第73話カワイイ俺のカワイイ本当⑤
「……大丈夫ですか?」
「え? あ、うん」
例えば。
『つい』とか『思わず』とか。人間という生物の中に組み込まれた『無意識』を表す言葉はいくつかあって、普段の冷静さを欠いた時ほど注意力が散漫になり、どんなに心に留めていても、その言葉のどれかを使用する事態に陥ってしまう場合がある。
けれどももし、その『無意識』が、他方の仕掛けた『意図的』による罠だったのなら。
きっとそれは逃れられない、『覚悟の決別』にもなるのだと思う。
戸惑いがちに伸ばされた指先が、差し出した掌に重なる。
初めて知った彼女の体温は、緊張からか、ひんやりと冷たかった。
「瀬戸悠真」
「…………え?」
告げた名と、クッと握りしめた指先。
彼女の肩がピクリと揺れ、限界まで見開かれた双眼が、薄く笑んだ俺を映す。
(ごめんね、カイさん)
結局、最後の最後まで振り回してしまった。
謝罪を胸に、俺はもう一度、ゆっくりと紡いだ。
「『俺』の、本名。瀬戸悠真っていいます」
「!」
「『ユウ』っていうのは、店で使ってる名前で。……オトコの娘カフェで、働いているんです。さっきの彼女は、俺のお得意様で。……巻き込んでしまって、スミマセンでした」
「っ、それは、それよりも……っ、どうして……?」
絞りだされた困惑の声が、心臓にチクリと針を刺す。
夕陽の紅を反射して揺れ動く瞳を、場違いにも、綺麗だと思ってしまった。
「好きです」
「……!」
「『俺』は、『あなた』のことが、好きです」
一文字一文字、はっきりと告げた俺に、彼女は硬直したまま更に目を見開く。
初めて見る顔だ。この人は本当に驚いた時は、こんな顔をするのか。
覚えていたい、と思考の片隅で願いながら、俺は握る指先に力を込め、『本当』を口にする。

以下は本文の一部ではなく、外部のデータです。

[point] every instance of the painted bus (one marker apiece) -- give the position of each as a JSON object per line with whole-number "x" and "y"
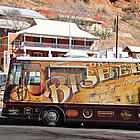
{"x": 3, "y": 76}
{"x": 63, "y": 89}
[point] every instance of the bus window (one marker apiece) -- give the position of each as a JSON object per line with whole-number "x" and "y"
{"x": 15, "y": 75}
{"x": 32, "y": 78}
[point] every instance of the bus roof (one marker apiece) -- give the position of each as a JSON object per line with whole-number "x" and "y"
{"x": 89, "y": 59}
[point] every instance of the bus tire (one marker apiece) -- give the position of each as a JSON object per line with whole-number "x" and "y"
{"x": 52, "y": 117}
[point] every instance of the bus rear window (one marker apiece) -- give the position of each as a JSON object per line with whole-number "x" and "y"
{"x": 16, "y": 74}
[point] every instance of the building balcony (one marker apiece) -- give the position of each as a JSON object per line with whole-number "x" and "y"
{"x": 58, "y": 46}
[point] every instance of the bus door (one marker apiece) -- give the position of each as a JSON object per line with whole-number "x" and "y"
{"x": 32, "y": 81}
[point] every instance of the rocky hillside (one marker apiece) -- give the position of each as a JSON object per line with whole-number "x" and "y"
{"x": 128, "y": 11}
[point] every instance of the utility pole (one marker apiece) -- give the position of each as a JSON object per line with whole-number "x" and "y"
{"x": 117, "y": 37}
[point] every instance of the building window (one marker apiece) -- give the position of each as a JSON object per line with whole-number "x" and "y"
{"x": 38, "y": 54}
{"x": 17, "y": 44}
{"x": 5, "y": 44}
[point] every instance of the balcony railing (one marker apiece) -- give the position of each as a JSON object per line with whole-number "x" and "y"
{"x": 58, "y": 46}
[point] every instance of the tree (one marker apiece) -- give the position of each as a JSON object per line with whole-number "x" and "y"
{"x": 14, "y": 20}
{"x": 70, "y": 10}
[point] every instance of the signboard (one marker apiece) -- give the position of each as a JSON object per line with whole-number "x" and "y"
{"x": 6, "y": 61}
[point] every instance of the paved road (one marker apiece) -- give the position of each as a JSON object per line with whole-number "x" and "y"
{"x": 29, "y": 130}
{"x": 21, "y": 130}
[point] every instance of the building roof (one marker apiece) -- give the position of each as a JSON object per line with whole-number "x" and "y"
{"x": 57, "y": 28}
{"x": 133, "y": 48}
{"x": 25, "y": 12}
{"x": 10, "y": 24}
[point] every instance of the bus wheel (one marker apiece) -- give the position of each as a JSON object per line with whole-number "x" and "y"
{"x": 52, "y": 117}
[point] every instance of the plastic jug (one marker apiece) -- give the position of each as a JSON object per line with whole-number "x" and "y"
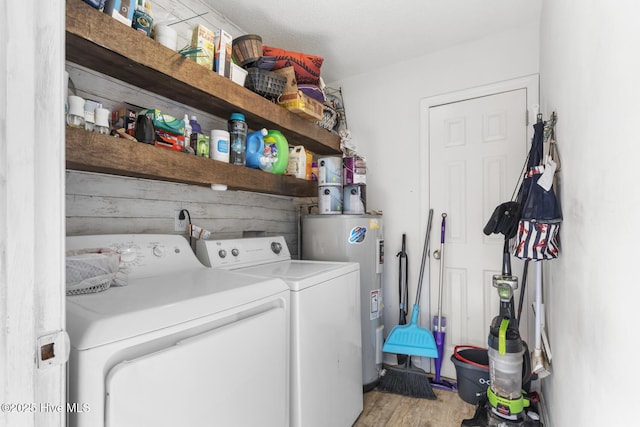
{"x": 238, "y": 139}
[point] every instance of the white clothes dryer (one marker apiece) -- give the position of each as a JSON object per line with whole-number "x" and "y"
{"x": 180, "y": 345}
{"x": 326, "y": 343}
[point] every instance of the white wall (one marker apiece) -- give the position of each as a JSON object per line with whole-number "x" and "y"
{"x": 383, "y": 114}
{"x": 589, "y": 75}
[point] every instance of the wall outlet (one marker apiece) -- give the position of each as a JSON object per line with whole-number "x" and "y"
{"x": 180, "y": 224}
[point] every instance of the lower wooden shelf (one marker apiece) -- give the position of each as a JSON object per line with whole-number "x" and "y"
{"x": 89, "y": 151}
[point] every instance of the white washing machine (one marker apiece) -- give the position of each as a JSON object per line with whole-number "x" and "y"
{"x": 180, "y": 345}
{"x": 326, "y": 344}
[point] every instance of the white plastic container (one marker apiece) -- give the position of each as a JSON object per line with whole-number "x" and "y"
{"x": 166, "y": 36}
{"x": 330, "y": 170}
{"x": 354, "y": 199}
{"x": 297, "y": 165}
{"x": 219, "y": 145}
{"x": 330, "y": 200}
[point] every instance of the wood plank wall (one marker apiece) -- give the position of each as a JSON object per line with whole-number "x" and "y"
{"x": 100, "y": 204}
{"x": 105, "y": 204}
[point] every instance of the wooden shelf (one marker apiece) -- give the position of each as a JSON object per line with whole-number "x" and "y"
{"x": 90, "y": 151}
{"x": 99, "y": 42}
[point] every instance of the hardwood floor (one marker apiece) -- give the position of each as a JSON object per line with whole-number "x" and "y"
{"x": 390, "y": 410}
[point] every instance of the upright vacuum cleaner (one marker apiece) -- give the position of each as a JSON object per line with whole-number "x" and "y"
{"x": 506, "y": 404}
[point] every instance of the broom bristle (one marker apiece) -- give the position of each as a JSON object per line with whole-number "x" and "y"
{"x": 406, "y": 381}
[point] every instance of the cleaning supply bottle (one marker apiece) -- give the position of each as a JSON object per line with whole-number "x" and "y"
{"x": 142, "y": 20}
{"x": 238, "y": 136}
{"x": 195, "y": 130}
{"x": 187, "y": 135}
{"x": 276, "y": 147}
{"x": 219, "y": 145}
{"x": 255, "y": 149}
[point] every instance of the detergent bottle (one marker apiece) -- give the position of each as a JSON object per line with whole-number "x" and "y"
{"x": 276, "y": 148}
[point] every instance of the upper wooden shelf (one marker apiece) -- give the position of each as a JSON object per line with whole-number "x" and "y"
{"x": 99, "y": 42}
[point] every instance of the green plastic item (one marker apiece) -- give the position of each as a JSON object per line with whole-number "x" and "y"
{"x": 276, "y": 140}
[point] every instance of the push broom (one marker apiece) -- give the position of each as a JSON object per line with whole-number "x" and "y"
{"x": 410, "y": 340}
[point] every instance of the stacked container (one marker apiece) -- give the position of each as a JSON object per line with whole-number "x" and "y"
{"x": 330, "y": 185}
{"x": 355, "y": 180}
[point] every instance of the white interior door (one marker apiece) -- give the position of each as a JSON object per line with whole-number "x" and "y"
{"x": 477, "y": 147}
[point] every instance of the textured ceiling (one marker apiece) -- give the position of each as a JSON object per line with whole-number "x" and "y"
{"x": 356, "y": 35}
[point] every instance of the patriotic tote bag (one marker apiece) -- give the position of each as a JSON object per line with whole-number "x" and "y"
{"x": 537, "y": 237}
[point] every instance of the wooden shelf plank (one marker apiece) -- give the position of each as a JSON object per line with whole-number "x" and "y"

「……初めは、利用してやろうと思ったんです。由実ちゃんへの株上げもそうですけど、似た業界で働く者として、"使える"技術を盗んでやろうと思って。ついでに仲良くなれれば、強力なツテになると思いました。……全部、計算で近づいたんです。好意なんて、全くありません。酷いでしょう?」
微動だにしない彼女に、自嘲気味な苦笑を浮かべ、
「……それなりに自信があったんです。なのにカイさんは意外に手強くって、全然思うように攻略させてくれなくって。苦労しました。どうしたら、気を許してくれるのかなって、散々悩んで。……そうやって考えれば考えるほど、もっと知りたくなって、知ろうとすればするほど、『カイ』さんと垣間見える『あなた』に、振り回されるようになりました。気がついた時には、好きになっていて。……望んでいた以上に、欲しくなりました」
「っ」
「上手く隠してたつもりだったんですけどね。なんでか、拓さんや吉野さんにはバレちゃったんです。でも、二人共優しいから黙っててくれて。……知られて、拒絶されてしまうくらいなら、善良でカワイイ『ユウ』として、このまま『カイ』さんの『客』の一人でもいいかなって思ったりもしてたんですけど……やっぱり、駄目ですね」
俺はもう片方の掌を乗せて、彼女の指先をそっと包み込んだ。
「ゆう、ちゃ」
「『男性のお客様は、決してギャルソンに触れないこと』」
「!」
「『俺』は、ルールを破りました。……もう、あなたの『客』にもなれません」
肩を竦めて柔く笑むと、彼女はくしゃりと顔を歪めた。
俺を映していた視線が下がる。手の内にある指先は小刻みに震えていて、その手を引いて抱きしめたい衝動を、グッと堪える。
彼女の涙する理由が『失望』なら、これ以上、拒絶されたくはない。
(ホント、身勝手だな、俺)
結局、彼女を一番に傷つけたのは、他の誰でもなく俺だ。
振りほどかれないのをいい事に、俺はただ、掌から伝わる温もりだけを頼りに、彼女の言葉を待つ。
嘘で塗り固めていた『俺』の、この気持ちだけは、紛れも無い『本当』として伝わることを願って。